The calibre L086.1 gets the same dose of flair thanks to the abundant use of the more yellowy German silver, and despite the large rotor weight, can still be viewed clearly through a large cut out in the middle. If you’re worried about the efficiency of the rotor with the removed mass—and you’re right to raise the concern, thank you for coming to me with it—don’t be, because there’s a nice thick bar of platinum tucked up snugly around the edge to compensate. Even if you did need to top up the power by hand, you’d soon realise how smooth and sweet it is to wind.

Like the front, it’s the little touches on the back that make the Saxonia feel a bit more unique, a bit more special. The hand engraved balance cock with swan neck regulator, the textured relief for the branding on the rotor weight, the three-dimensionality of the graining, both straight and round. These are small details, but the shift in personality is surprisingly profound. Within the realms of simple, expertly finished dress watches, the Saxonia is in a class of its own.

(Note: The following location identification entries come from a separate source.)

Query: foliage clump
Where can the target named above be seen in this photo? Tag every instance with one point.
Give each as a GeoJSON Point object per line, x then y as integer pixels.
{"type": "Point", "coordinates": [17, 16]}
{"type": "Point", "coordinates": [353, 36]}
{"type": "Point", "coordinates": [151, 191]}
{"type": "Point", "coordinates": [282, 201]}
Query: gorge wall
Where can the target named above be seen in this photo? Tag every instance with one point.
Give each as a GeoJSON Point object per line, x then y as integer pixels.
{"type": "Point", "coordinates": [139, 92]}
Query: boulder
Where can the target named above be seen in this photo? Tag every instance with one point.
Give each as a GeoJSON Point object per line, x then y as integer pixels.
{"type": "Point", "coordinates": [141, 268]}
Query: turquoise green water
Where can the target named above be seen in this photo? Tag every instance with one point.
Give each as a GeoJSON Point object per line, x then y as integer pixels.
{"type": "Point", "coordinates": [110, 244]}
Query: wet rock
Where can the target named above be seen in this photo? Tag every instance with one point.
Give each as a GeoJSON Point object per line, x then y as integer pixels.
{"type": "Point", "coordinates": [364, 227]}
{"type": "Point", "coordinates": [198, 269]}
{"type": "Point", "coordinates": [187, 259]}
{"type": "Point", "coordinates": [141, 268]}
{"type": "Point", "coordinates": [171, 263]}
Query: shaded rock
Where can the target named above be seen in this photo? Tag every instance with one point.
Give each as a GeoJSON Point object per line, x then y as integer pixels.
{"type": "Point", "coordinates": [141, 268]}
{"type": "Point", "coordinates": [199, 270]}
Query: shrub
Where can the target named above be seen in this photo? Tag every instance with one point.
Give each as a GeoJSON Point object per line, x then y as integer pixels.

Let’s be clear, there’s no marked difference between any of these watches. It’s all degrees of separation—but when you’re spending some £20,000 for what is essentially a very basic watch, it’s the little differences that count. Whether you want something that harks back to the post-depression years and Patek Philippe’s reinvention, or something that celebrates the full spectrum of fine watch decoration and mechanical application, or perhaps something a bit more left field that stands out from the crowd, these three watches are all the best. Which one does it most for you—well, that’s down to you.